# Purpose
The purpose of this notebook is to trial the usage of `RetrievalQA` for question answering in our current use case.  I'll be working mainly from these two examples: [example 1](https://python.langchain.com/docs/use_cases/question_answering/) & [example 2](https://python.langchain.com/docs/use_cases/question_answering/how_to/vector_db_qa).

# Vector Store

The dataset for this example is stored in `data/vector-db/` and it stores finanical posts and top comments from many of reddit's top financial subreddits, as described in `00-data-import.ipynb`.  The vectorstore was embedded using `all-mpnet-base-v2` from HF and so that'll be loaded and provided as well.

In [1]:
from langchain.embeddings import HuggingFaceEmbeddings
from langchain.vectorstores import FAISS

model_name = "sentence-transformers/all-mpnet-base-v2"
model_kwargs = {'device': 'cpu'}
encode_kwargs = {'normalize_embeddings': False}
embeddings = HuggingFaceEmbeddings(
    model_name=model_name,
    model_kwargs=model_kwargs,
    encode_kwargs=encode_kwargs
)

db = FAISS.load_local("data/vector-db/", embeddings)

# Retrieval

## Similarity Search

The main functionality of the `FAISS` vectorstore is it's built in, fast, approximate similarity search.  This is crucial to the RAG workflow.  I'll demonstrate with a couple similar results below.

In [7]:
query = "What are people saying about Robinhood?"

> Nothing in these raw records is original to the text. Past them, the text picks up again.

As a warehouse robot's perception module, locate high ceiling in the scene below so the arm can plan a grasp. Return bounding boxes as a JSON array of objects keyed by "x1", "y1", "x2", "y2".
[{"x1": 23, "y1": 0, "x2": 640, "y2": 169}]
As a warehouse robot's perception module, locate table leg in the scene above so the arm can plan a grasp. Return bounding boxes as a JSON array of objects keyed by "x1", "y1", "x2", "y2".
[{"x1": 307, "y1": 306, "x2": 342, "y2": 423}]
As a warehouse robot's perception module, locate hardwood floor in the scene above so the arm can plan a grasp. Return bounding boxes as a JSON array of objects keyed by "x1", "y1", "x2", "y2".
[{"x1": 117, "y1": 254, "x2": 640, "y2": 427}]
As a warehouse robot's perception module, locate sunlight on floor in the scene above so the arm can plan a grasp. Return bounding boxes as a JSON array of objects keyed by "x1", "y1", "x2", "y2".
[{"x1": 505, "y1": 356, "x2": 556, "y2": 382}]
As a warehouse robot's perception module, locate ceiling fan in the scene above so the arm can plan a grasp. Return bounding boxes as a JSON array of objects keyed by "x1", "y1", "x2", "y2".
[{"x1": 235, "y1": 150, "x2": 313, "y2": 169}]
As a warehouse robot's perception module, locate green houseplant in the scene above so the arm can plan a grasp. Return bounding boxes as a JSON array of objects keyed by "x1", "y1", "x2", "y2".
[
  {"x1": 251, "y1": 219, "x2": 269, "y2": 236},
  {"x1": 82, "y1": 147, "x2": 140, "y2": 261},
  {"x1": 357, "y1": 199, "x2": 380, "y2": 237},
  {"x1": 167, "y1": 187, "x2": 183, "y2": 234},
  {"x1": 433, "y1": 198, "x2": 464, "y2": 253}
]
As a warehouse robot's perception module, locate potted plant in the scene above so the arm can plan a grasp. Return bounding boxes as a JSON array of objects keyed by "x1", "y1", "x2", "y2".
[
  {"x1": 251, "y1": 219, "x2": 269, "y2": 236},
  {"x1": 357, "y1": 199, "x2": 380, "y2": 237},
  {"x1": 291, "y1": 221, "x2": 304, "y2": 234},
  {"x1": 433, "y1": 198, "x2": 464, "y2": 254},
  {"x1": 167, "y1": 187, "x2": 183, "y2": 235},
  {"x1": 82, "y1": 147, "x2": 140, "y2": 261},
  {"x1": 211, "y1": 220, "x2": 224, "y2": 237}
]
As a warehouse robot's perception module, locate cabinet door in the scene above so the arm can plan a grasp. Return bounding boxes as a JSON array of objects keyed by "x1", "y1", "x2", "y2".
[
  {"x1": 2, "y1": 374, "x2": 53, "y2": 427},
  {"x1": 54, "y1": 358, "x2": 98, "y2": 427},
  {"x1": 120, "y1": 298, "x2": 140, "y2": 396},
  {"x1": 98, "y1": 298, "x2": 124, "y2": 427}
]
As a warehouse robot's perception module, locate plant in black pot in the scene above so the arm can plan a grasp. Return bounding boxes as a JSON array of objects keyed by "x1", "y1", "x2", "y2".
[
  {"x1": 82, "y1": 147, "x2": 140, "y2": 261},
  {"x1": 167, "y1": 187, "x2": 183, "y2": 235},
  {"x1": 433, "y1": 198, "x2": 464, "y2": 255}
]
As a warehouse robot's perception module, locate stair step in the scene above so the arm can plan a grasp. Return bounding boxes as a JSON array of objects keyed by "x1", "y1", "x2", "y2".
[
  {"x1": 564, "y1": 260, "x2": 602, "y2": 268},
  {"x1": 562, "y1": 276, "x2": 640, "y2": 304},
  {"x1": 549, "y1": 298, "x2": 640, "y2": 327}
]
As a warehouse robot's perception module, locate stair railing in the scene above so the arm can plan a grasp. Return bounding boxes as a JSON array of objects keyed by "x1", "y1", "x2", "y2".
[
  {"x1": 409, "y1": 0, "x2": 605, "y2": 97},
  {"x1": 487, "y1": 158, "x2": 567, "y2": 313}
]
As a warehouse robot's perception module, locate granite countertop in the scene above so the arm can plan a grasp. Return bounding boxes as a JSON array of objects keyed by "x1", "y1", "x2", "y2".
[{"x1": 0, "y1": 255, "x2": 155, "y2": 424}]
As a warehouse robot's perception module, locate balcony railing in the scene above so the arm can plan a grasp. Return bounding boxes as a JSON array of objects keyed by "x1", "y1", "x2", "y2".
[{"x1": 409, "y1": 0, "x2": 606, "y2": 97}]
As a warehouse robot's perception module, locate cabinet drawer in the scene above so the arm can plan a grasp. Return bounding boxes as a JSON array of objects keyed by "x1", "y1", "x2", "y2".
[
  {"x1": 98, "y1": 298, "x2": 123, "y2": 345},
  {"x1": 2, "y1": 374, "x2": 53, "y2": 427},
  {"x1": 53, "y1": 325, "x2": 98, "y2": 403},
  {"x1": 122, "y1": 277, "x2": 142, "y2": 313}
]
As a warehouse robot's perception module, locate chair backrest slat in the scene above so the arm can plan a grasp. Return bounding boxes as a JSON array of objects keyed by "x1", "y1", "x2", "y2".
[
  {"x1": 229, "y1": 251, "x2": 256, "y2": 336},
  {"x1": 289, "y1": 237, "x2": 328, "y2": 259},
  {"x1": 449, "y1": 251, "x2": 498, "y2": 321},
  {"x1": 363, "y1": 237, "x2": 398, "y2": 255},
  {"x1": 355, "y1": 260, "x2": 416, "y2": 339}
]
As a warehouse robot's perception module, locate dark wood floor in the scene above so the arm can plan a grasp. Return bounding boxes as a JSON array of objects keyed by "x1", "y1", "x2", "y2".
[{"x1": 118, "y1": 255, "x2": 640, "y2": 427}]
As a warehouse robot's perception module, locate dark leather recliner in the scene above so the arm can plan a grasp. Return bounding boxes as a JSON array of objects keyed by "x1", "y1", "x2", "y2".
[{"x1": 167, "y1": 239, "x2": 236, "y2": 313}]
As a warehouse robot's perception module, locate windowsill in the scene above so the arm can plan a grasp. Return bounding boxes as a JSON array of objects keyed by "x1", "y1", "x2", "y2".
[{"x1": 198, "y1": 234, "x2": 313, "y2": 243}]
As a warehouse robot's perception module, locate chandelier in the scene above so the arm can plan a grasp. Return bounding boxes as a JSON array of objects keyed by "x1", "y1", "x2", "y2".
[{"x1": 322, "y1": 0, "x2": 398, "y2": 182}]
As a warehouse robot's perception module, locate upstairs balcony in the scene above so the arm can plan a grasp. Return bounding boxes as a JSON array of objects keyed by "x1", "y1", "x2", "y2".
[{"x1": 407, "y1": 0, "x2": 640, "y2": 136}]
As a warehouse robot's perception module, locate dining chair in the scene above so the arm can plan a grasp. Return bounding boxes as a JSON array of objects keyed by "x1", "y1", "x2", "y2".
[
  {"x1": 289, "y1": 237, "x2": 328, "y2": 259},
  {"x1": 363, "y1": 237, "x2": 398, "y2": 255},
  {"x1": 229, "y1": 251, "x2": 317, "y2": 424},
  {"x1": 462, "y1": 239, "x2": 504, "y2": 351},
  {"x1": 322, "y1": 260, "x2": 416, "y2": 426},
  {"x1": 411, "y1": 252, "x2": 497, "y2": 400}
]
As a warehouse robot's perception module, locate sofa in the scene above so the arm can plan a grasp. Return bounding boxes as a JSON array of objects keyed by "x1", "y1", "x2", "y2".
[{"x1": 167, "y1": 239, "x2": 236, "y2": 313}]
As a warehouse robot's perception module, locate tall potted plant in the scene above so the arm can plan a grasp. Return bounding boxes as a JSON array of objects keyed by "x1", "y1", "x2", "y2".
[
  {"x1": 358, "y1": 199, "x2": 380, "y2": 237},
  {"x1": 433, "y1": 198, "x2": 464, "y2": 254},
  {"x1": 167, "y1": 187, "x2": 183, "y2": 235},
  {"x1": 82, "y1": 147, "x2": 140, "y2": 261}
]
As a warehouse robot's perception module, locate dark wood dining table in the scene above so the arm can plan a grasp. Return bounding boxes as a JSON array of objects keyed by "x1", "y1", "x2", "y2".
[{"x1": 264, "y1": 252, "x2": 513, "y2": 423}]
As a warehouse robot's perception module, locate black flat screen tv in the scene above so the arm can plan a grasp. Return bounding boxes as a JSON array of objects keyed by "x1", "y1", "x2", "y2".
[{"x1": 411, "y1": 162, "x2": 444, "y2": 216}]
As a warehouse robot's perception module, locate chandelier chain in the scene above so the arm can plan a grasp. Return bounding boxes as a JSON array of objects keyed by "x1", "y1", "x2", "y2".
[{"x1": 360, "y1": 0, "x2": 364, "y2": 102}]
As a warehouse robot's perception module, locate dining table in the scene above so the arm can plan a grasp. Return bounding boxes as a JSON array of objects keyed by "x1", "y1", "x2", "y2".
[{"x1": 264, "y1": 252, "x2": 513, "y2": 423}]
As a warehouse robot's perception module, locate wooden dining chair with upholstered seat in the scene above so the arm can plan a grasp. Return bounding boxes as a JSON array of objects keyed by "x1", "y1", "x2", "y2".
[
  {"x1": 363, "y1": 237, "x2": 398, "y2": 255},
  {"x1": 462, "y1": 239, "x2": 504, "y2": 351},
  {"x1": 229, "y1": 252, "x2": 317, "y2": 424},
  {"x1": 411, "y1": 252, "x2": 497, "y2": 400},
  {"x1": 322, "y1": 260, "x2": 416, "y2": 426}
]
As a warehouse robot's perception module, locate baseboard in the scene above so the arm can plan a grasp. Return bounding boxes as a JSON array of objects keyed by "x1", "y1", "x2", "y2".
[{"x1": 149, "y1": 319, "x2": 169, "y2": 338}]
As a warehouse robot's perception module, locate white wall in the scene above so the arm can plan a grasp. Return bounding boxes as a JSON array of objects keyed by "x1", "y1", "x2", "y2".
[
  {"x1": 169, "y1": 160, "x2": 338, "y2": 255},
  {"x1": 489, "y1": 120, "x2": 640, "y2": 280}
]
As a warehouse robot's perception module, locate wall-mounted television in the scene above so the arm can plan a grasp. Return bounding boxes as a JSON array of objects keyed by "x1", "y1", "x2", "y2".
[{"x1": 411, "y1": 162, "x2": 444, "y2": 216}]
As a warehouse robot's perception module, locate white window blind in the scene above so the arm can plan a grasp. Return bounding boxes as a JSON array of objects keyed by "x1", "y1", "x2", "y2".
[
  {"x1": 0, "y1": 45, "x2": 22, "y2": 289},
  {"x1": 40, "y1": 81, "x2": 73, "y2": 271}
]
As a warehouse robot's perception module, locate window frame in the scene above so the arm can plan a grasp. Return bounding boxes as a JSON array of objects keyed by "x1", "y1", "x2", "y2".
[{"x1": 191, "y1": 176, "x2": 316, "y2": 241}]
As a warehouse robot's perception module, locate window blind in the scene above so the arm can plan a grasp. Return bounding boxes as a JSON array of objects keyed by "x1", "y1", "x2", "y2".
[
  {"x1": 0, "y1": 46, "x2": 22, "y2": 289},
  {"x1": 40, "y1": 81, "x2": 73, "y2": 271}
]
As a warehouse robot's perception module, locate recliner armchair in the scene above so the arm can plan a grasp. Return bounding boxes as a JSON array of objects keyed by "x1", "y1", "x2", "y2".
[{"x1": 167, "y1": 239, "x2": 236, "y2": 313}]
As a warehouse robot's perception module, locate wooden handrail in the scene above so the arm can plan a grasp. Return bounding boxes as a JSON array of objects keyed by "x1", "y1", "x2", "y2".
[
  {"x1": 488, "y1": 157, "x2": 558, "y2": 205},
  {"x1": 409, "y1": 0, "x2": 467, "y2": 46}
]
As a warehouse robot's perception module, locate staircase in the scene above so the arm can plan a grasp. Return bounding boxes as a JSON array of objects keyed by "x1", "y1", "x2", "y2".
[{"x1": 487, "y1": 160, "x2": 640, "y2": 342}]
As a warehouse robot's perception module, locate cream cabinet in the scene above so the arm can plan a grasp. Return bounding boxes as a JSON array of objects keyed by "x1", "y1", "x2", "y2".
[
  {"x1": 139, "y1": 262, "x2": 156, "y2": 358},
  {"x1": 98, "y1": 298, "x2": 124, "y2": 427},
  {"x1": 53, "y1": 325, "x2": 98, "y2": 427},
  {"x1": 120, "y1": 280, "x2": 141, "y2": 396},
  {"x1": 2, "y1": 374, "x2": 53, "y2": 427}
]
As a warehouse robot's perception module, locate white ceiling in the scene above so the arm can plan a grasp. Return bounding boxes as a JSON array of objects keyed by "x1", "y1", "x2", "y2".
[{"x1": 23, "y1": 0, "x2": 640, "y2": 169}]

similar_docs = db.similarity_search(query, k=2)

In [10]:
from IPython.display import HTML

def display_result(question, result, similar_docs):
    result_html = f"<p><blockquote style=\"font-size:24\">{question}</blockquote></p>"
    result_html += f"<p><blockquote style=\"font-size:18px\">{result}</blockquote></p>"
    result_html += "<p><hr/></p>"
    for d in similar_docs:
        source_id = d.metadata["id"]
        result_html += f"<p><blockquote>{d.page_content}<br/>(Source: {source_id})</blockquote></p>"
    display(HTML(result_html))

display_result(query, "No result yet!", similar_docs)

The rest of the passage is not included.